Last week I burned them to cd so I could take the files home to seattle to figure out how to open them. Now, I know that the DBLSPACE.000 is the compressed drive image that holds all of the information that was created with the microsoft doublespace backup\compresion utility in dos 6.00 or earlier that was later replaced by the DRVSPACE.EXE in DOS 6.22. I need a way to mount the image or restore the files in Microshaft Windblows XP Pro so I can get to all of the WordPerfect 5.1 files. She has writings that need to be edited and published. Any tips on converting the WordPerfect 5.1 files (.W51 extentions I think) to Word or Text files would be helpful too! Show me your monkey voodoo and do what no other has done before by satisfying my mother. 

Revision:
After further research I have found that if I was running windows 98 I could use the windows 98 startup disk, choose option 2, and uncompress the image using a "scandisk \mount" command. Does Windows XP have such a feature?


----------



## ~Candy~ (Jan 27, 2001)

Hi and welcome. 
IO.SYS
MSDOS.SYS

Those are pretty much some files that are on a boot disk.
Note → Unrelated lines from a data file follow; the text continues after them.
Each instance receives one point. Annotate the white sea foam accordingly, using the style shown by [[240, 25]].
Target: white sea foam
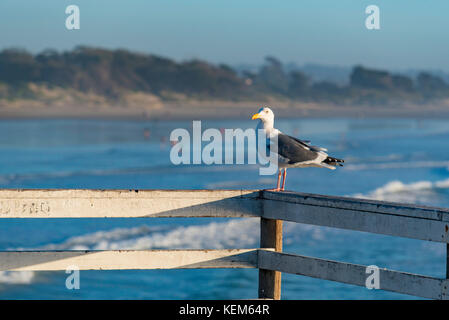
[[397, 165], [422, 192]]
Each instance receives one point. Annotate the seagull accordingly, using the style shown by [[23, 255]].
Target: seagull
[[293, 152]]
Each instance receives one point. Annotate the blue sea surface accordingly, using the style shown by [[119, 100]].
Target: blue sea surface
[[401, 160]]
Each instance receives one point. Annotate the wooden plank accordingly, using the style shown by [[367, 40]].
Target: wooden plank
[[401, 282], [127, 259], [381, 223], [356, 204], [128, 203], [269, 280]]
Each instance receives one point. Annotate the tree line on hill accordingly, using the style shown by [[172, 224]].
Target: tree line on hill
[[111, 73]]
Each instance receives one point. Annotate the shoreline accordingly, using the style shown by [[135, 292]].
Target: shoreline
[[210, 110]]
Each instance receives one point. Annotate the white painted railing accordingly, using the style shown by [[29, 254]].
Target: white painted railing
[[410, 221]]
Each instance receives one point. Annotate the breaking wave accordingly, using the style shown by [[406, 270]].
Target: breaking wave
[[420, 192]]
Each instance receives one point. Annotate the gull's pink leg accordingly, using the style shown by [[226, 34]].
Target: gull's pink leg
[[279, 181], [278, 184], [283, 179]]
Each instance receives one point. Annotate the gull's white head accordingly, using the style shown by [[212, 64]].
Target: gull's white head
[[265, 115]]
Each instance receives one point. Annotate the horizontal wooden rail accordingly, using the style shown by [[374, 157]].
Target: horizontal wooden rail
[[127, 259], [395, 281], [394, 219], [128, 203], [416, 222]]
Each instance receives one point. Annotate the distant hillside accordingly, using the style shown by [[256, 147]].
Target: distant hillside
[[105, 76]]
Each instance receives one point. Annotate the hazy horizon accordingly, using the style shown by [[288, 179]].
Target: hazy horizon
[[411, 36]]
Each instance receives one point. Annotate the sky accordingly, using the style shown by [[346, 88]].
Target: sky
[[413, 34]]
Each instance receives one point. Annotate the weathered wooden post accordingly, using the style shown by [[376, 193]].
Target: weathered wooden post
[[270, 237]]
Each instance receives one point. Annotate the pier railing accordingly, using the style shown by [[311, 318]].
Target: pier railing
[[401, 220]]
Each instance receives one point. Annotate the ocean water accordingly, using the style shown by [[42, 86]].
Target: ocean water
[[402, 160]]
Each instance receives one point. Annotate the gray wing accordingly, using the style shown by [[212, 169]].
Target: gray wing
[[295, 150]]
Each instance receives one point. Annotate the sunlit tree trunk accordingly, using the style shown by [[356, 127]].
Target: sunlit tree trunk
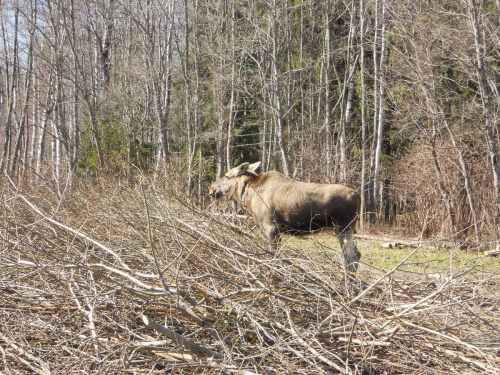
[[474, 7], [380, 108], [364, 139], [278, 104]]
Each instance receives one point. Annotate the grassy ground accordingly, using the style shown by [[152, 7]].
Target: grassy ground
[[111, 278], [430, 257]]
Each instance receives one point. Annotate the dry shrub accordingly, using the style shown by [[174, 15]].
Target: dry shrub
[[420, 202], [111, 278]]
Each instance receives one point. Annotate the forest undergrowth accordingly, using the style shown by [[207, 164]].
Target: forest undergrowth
[[106, 277]]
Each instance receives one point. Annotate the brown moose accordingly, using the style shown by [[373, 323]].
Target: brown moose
[[278, 203]]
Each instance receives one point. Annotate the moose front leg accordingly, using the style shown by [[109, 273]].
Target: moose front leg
[[271, 232]]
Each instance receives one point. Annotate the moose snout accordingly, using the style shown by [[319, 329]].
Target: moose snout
[[214, 193]]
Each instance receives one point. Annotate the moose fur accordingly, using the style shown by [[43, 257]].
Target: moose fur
[[279, 204]]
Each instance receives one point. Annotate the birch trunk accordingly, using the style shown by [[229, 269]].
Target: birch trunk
[[380, 115], [494, 158], [363, 115], [278, 105]]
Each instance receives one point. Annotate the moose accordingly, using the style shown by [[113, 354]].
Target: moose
[[280, 204]]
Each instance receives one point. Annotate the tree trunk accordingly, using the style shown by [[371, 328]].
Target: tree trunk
[[380, 121], [278, 105], [363, 115], [473, 8]]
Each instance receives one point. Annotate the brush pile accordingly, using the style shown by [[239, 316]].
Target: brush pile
[[111, 278]]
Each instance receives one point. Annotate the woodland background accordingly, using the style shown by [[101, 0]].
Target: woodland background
[[399, 99]]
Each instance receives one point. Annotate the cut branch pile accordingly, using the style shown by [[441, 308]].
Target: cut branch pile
[[134, 280]]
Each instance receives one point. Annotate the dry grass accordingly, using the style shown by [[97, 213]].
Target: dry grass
[[98, 281]]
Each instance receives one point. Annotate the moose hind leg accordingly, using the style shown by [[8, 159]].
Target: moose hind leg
[[271, 232], [350, 251]]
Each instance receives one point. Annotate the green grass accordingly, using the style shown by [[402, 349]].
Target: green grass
[[424, 260]]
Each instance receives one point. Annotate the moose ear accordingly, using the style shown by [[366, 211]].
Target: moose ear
[[238, 171], [255, 167]]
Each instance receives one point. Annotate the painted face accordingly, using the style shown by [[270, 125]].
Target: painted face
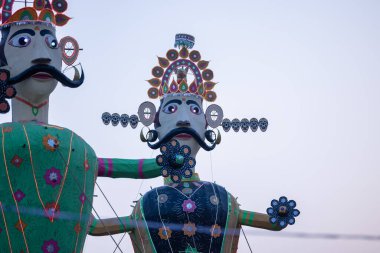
[[182, 111], [28, 45]]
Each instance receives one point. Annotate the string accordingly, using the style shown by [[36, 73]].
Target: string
[[87, 199], [137, 195], [246, 239]]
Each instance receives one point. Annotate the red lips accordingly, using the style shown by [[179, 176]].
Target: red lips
[[42, 75]]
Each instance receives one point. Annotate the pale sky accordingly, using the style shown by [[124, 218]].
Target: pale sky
[[310, 67]]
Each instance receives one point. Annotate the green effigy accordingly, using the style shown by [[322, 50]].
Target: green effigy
[[47, 177]]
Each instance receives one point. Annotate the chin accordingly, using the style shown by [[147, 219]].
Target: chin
[[32, 89]]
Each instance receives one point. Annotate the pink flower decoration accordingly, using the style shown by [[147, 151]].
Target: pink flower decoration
[[19, 195], [53, 176], [82, 198], [189, 206], [50, 246]]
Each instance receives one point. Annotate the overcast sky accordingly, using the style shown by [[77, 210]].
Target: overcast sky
[[310, 67]]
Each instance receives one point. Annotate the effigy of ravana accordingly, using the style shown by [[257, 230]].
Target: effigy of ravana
[[188, 214], [47, 172]]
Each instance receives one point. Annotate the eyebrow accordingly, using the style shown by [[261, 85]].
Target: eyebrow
[[45, 31], [189, 102], [28, 31], [173, 101]]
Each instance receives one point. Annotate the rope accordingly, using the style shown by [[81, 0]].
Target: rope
[[96, 213], [246, 239]]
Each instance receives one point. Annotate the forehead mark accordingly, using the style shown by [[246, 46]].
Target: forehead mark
[[28, 31], [177, 101], [189, 102], [45, 31]]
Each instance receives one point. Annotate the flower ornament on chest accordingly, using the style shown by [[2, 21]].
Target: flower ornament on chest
[[175, 161]]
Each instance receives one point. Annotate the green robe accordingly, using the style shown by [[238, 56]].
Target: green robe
[[47, 177]]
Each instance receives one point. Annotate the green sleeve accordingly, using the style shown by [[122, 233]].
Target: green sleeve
[[128, 168], [110, 226]]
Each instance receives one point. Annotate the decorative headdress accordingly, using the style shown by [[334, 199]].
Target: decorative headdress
[[42, 11], [180, 63]]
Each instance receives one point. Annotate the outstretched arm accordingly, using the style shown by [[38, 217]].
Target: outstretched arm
[[110, 226], [128, 168], [257, 220]]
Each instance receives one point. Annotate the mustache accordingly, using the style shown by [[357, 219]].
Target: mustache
[[182, 130], [55, 73]]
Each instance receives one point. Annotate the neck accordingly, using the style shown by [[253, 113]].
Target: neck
[[23, 110]]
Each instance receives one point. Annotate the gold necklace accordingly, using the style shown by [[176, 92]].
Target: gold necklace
[[52, 209]]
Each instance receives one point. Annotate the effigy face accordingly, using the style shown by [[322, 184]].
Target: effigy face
[[182, 112], [29, 45]]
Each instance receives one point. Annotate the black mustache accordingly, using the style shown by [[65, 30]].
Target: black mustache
[[55, 73], [182, 130]]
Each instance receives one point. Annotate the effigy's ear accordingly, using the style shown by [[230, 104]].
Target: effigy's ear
[[7, 91], [214, 115], [69, 49], [147, 112]]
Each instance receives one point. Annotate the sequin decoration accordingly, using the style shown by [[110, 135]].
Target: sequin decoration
[[282, 212], [106, 118], [163, 62], [59, 5], [162, 198], [189, 206], [172, 54], [235, 125], [175, 161], [165, 233], [254, 124], [115, 119], [50, 143], [50, 246], [226, 124], [154, 82], [189, 229], [17, 161], [215, 231], [195, 56], [153, 93], [53, 177], [263, 124], [244, 125], [134, 121], [203, 64], [207, 74], [124, 120]]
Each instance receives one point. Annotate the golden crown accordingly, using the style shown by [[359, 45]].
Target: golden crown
[[170, 77], [41, 11]]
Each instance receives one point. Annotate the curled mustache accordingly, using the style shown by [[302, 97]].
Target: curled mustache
[[182, 130], [55, 73]]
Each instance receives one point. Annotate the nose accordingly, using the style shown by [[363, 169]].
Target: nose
[[41, 61], [183, 123]]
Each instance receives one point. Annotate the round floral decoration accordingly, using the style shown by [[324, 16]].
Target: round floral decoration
[[283, 212], [53, 177]]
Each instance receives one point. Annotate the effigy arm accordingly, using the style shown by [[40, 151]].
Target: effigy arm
[[257, 220], [128, 168], [110, 226]]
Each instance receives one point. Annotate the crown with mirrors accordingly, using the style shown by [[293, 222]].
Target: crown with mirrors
[[183, 72]]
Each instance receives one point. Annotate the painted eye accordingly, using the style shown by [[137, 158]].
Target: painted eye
[[195, 109], [170, 108], [21, 40], [51, 41]]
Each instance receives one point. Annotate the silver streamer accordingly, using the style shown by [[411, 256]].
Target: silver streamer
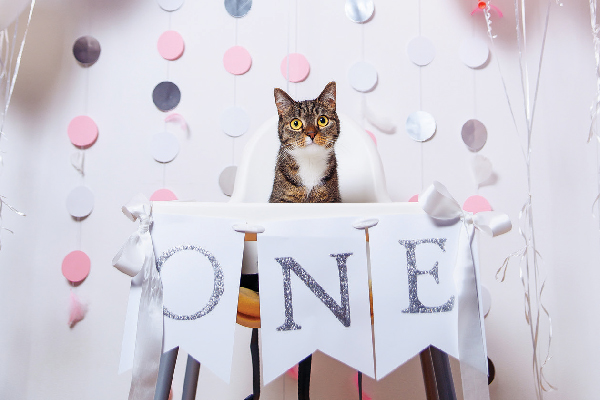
[[218, 288], [341, 312], [415, 305], [9, 69], [531, 271]]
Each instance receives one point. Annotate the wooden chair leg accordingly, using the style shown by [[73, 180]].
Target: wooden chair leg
[[190, 382], [165, 374], [437, 374]]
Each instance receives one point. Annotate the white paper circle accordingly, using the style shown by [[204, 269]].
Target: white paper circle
[[474, 52], [164, 147], [235, 121], [420, 126], [362, 76], [474, 134], [227, 180], [80, 202], [486, 300], [421, 51], [359, 10], [170, 5]]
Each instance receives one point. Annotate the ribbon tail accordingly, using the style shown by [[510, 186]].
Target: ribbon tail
[[149, 335], [471, 336]]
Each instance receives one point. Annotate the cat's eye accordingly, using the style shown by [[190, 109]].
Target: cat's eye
[[296, 124], [322, 121]]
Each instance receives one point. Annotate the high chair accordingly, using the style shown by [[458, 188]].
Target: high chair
[[361, 180]]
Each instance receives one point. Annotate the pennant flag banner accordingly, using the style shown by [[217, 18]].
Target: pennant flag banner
[[315, 267]]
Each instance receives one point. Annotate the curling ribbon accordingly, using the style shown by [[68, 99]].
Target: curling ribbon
[[440, 205], [137, 256]]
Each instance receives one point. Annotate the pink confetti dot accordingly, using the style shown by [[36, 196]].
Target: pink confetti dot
[[76, 266], [476, 204], [298, 67], [237, 60], [372, 135], [170, 45], [163, 195], [82, 131]]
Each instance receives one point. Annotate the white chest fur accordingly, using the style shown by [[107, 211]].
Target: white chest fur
[[312, 162]]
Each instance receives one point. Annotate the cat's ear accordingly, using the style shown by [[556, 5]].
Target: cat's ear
[[327, 97], [283, 101]]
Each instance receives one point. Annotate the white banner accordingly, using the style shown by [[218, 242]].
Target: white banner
[[414, 296], [314, 294]]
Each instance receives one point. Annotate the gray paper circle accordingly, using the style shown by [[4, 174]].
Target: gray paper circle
[[238, 8], [227, 180], [474, 134], [166, 96], [420, 126], [86, 50], [170, 5], [359, 10]]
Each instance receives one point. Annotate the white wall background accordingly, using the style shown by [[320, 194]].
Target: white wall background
[[42, 358]]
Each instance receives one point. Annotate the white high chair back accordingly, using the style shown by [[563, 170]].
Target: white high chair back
[[360, 171]]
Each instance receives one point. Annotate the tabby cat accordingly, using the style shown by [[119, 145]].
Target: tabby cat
[[306, 168]]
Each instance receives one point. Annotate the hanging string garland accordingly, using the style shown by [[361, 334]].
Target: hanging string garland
[[235, 121], [82, 132], [533, 276]]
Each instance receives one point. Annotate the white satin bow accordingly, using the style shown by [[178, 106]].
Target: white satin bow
[[137, 256], [440, 205]]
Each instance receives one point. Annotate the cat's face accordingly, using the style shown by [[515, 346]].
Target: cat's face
[[308, 123]]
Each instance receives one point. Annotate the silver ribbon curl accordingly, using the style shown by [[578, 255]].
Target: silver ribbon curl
[[440, 205], [137, 257]]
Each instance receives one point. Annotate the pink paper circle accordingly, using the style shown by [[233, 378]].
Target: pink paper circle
[[298, 67], [372, 135], [476, 204], [237, 60], [76, 266], [170, 45], [82, 131], [163, 195]]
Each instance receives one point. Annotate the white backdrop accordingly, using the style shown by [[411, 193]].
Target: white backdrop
[[45, 359]]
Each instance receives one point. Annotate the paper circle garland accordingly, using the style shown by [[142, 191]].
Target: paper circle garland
[[421, 51], [80, 202], [474, 134], [170, 5], [76, 266], [238, 8], [235, 121], [474, 52], [362, 76], [420, 126], [82, 131], [170, 45], [164, 147], [298, 67], [227, 180], [476, 204], [86, 50], [359, 10], [237, 60], [163, 195], [166, 96]]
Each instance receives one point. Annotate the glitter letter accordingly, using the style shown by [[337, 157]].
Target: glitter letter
[[342, 313], [413, 272], [218, 287]]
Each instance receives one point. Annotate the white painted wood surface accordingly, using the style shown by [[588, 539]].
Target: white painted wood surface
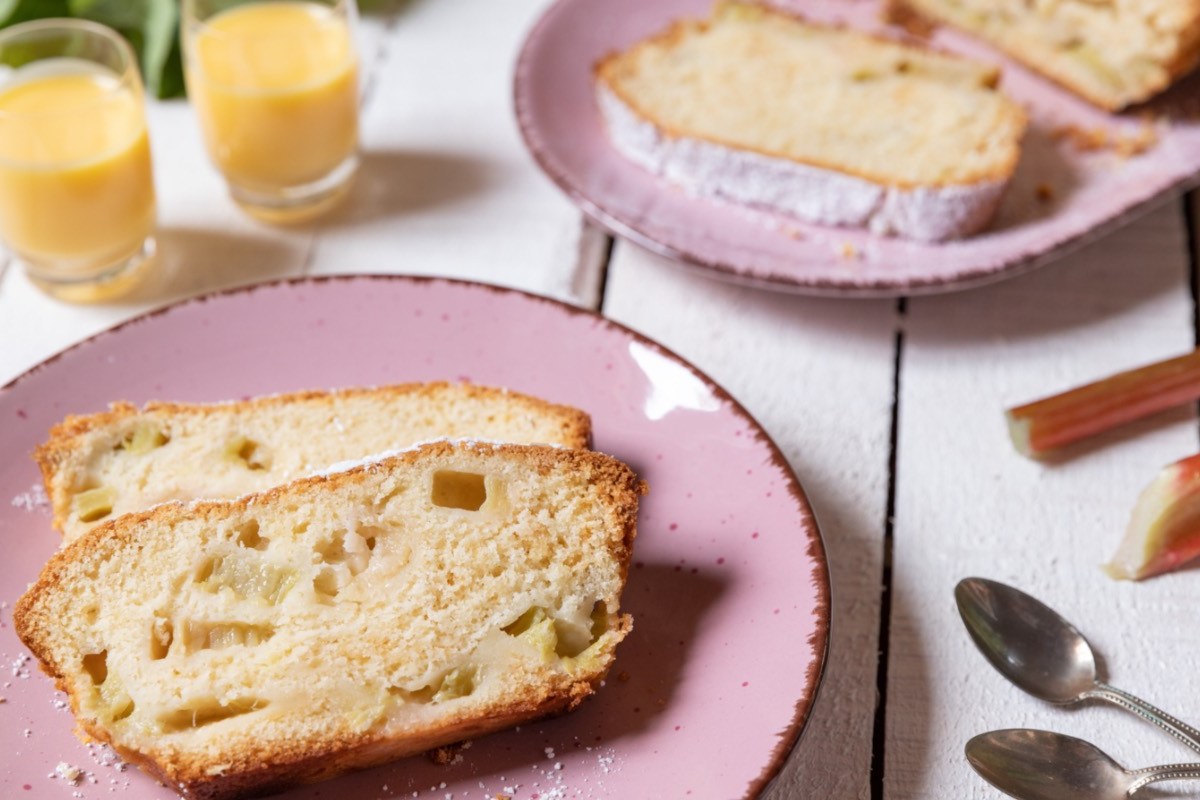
[[449, 191]]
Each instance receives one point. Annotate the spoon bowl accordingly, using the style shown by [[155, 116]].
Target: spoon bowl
[[1043, 654], [1044, 765], [1026, 641]]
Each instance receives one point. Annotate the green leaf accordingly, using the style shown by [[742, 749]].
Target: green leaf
[[151, 28], [18, 11]]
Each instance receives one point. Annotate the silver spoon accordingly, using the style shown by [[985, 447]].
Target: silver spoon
[[1044, 765], [1044, 655]]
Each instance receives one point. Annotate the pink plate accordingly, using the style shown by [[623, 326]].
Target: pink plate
[[1059, 199], [730, 589]]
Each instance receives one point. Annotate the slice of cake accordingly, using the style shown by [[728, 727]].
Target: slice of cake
[[342, 620], [826, 124], [1114, 54], [125, 459]]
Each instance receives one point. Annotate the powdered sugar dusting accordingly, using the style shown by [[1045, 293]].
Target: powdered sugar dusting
[[34, 499], [810, 193]]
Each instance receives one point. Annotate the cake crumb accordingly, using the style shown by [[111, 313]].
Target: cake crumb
[[67, 773], [1093, 139]]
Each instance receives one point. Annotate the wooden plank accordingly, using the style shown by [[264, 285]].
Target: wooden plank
[[447, 186], [967, 504], [817, 376]]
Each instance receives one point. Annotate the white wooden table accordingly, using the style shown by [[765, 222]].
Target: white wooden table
[[891, 411]]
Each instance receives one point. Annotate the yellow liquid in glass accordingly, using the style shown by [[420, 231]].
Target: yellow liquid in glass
[[76, 185], [275, 85]]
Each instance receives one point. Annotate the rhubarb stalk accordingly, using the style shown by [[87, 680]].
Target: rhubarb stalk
[[1056, 421], [1164, 529]]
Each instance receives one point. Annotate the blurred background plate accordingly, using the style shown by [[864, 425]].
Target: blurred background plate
[[1061, 197]]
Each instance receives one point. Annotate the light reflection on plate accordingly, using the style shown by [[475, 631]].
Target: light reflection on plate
[[730, 584]]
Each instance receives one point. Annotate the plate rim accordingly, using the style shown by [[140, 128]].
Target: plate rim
[[821, 286], [822, 611]]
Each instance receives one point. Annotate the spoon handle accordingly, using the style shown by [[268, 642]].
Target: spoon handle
[[1181, 731], [1167, 773]]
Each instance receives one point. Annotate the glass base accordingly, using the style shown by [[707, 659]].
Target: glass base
[[106, 284], [299, 203]]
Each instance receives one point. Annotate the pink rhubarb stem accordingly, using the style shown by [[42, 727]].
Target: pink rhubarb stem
[[1056, 421]]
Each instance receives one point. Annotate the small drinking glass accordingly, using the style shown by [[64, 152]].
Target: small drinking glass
[[275, 86], [77, 202]]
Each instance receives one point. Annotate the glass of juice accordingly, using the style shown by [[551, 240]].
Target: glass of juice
[[275, 86], [77, 202]]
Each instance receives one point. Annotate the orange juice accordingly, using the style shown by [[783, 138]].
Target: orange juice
[[76, 187], [275, 85]]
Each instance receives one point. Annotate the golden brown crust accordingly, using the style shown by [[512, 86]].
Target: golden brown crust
[[606, 71], [295, 762], [1187, 55], [574, 425]]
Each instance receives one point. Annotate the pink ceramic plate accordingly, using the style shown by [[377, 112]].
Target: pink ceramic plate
[[729, 594], [1060, 198]]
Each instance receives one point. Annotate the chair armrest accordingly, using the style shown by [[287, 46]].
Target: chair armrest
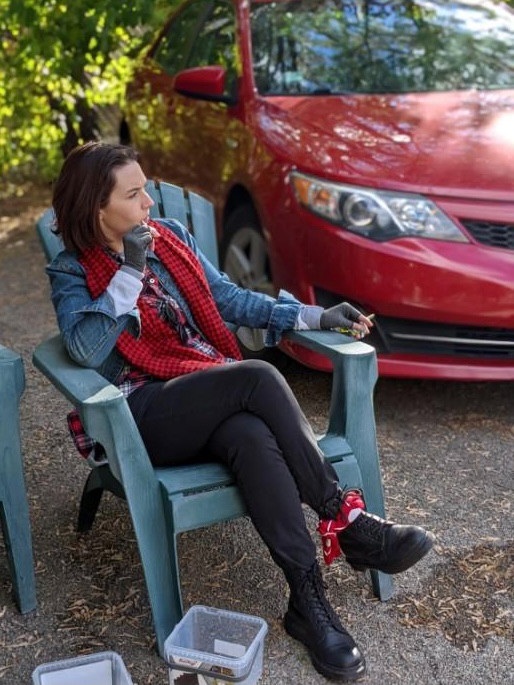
[[351, 407], [107, 418], [103, 409]]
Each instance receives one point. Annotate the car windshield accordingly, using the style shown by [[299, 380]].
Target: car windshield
[[318, 47]]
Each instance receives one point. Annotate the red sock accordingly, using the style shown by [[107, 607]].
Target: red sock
[[329, 528]]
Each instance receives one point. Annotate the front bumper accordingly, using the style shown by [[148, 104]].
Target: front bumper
[[443, 310]]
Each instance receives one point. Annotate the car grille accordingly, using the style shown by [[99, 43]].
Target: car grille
[[495, 235], [421, 337]]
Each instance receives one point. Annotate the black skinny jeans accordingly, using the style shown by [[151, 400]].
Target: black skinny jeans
[[245, 415]]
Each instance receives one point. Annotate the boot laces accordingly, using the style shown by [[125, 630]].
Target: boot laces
[[370, 525], [313, 589]]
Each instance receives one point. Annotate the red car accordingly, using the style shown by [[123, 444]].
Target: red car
[[359, 151]]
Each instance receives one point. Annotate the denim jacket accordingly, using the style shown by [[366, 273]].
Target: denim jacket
[[90, 328]]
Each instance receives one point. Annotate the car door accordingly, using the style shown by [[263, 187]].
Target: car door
[[184, 140]]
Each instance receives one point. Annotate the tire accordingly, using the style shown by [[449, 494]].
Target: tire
[[244, 258]]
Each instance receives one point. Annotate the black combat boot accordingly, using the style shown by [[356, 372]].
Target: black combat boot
[[371, 542], [311, 620]]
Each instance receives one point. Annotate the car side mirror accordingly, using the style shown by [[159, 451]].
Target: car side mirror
[[204, 83]]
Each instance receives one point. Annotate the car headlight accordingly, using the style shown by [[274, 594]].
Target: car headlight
[[375, 214]]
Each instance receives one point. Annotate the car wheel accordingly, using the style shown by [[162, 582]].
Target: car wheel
[[244, 258]]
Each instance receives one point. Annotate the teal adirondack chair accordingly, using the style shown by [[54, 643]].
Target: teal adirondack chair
[[164, 502], [14, 511]]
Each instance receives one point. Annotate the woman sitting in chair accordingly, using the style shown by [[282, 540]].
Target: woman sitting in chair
[[136, 300]]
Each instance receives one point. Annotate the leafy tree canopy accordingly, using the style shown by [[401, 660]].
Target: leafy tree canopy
[[59, 61]]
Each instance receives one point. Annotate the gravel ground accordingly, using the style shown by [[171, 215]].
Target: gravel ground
[[446, 451]]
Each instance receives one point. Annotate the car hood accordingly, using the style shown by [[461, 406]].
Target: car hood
[[458, 143]]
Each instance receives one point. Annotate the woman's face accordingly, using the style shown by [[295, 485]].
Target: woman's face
[[128, 205]]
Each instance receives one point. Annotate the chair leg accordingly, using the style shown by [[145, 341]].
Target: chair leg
[[90, 501], [15, 524]]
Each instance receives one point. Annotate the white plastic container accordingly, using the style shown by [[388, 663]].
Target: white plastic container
[[213, 646], [103, 668]]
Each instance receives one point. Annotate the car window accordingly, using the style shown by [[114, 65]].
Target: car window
[[372, 46], [175, 45], [215, 43]]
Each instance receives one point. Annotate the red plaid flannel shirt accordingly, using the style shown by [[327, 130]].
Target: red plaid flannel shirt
[[131, 378]]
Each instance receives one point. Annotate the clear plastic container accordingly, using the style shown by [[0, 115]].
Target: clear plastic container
[[218, 646], [103, 668]]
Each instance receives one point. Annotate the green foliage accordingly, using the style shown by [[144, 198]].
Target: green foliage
[[59, 61]]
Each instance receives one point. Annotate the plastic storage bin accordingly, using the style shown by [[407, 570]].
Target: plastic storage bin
[[103, 668], [213, 646]]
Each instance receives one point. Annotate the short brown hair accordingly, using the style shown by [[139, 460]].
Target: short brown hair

http://forums.techguy.org/archive/index.php/t-30072.html

I did find that.


----------



## JohnWill (Oct 19, 2002)

Have you considered booting from a MS-DOS boot floppy and having those files on a hard disk and trying to access them? Did you take a look at this MS-KB article? http://support.microsoft.com/kb/154839/EN-US/


----------



## Martyman420 (Aug 21, 2005)

JohnWill said:


> Have you considered booting from a MS-DOS boot floppy and having those files on a hard disk and trying to access them? Did you take a look at this MS-KB article? http://support.microsoft.com/kb/154839/EN-US/


Yes, I tried that and I've seen all of the articles pertaining to doublespace. I've been trying to avoid elaborate Multiple OS installs.And DOS won't recognize my hard drive because I think it needs to be a FAT partition instead of NTFS. And both of my hard drives are full. I was hoping I could do this without having to buy a new hard drive. Come to think of it I am pretty sure that if I copy the files to a hard drive and have nothing else on it besides those files DOS should boot up normally without a boot disk and I can transfer the files to another partition. But there's got to be another way. If Windows 98 can uncompress the drive with a simple SCANDISK \MOUNT command Windows XP should be able to also don't you think? I've been reluctant to try because I have tons of other image type files on my HD and I'm unsure what would happen.


----------